日亜におけるGaN研究開始の経過

 1986年に筆者は米国のフロリダ大学に渡り,MOCVD(metal organic chemical vapor deposition)の研究をしていた。当時行なっていたSiウエーハ上にGaAsを結品成長させる研究の先行きに不安を感じ,広エネルギ・ギャップ半導体に関する調査をしていた。II-VI族半導体やカルコパイライト半導体などの調査をして,1987年にはGaN系半導体が最も有望だと自分なりに判断した。II-VI族半導体と比べると研究者の数が少ない割に成果が多く出ていること,問題点が比較的明らかになっていることなどが理由である。

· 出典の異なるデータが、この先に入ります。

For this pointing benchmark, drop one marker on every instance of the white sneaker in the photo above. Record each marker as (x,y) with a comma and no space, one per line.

 当時筆者が感じていたGaN系半導体の問題点は,(1)大量のNの空孔がドナーとして働きp型になりにくい,(2)AIN,GaN,InNの成長条件が大きく異なるのでそれらの混晶の成長が困難, ということであった。

 1988年に筆者が徳島大学に赴任することが決定したのを機に,日亜化学工業でGaN LEDの研究を開始することになった。そこで,V族原子(窒素)の空孔が問題であればV族原子で埋めればよいという発想から,P(リン)やAs(砒素)を添加したり,C(炭素)で埋めればよいアクセプタになるかもしれないと考えた。これらのことを日亜化学工業に提案し,同社で試みた。さらに,成長温度を下げるため,有機窒素化合物をアンモニアの代わりに使うことも提案し,同社で実行した。

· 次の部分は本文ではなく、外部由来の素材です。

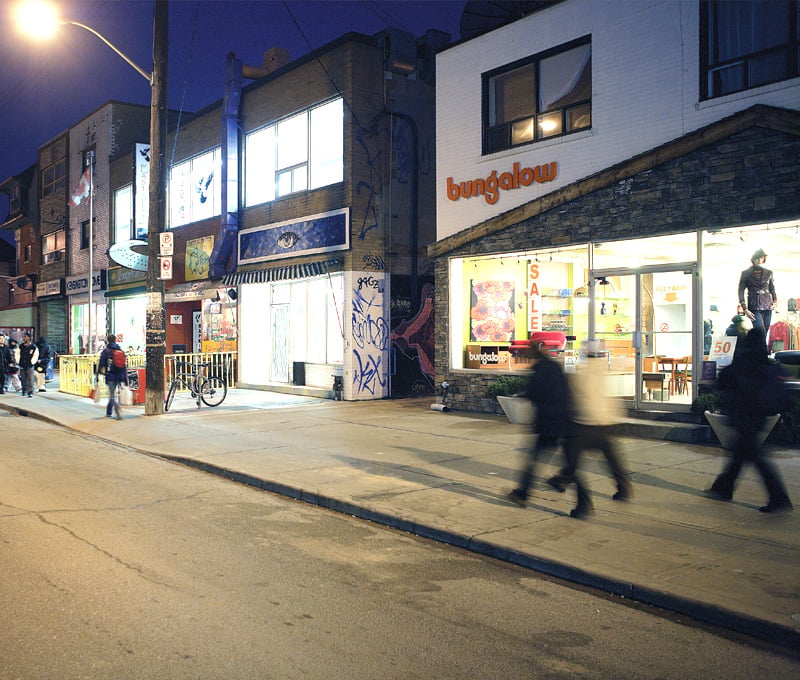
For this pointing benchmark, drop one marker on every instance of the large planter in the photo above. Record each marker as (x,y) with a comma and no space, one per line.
(727,434)
(518,410)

 3元混品の作製については,2元の多層薄膜で代替するため,多層薄膜が形成できる特殊なMOCVD装置を1988年に設計した。この装置を発展させて,中村氏はツーフロー型のMOCVD装置を開発したのである。

研究成果の報道姿勢について

 研究と開発は車の両輪であって,どちらが欠けても車は動かない。われわれは,直接製品を生み出す開発ばかりに目がいき,もう片方の研究の重要性を忘れがちである。どのようなデバイス開発においても一人ですべてを達成することは不可能で,過去の成果に立脚し,どの部分が自分のオリジナルであるかを明確にしながら開発してゆくのが常である。

 ジャーナリズムは結果だけを報道,評価するのではなく,そこに至った経過と先人の業績にも焦点を当てるべきであると考える。そうすることが,基礎研究とオリジナリティを重要視する風潮を作るのであって,それも技術雑誌の使命の一つであると信じている。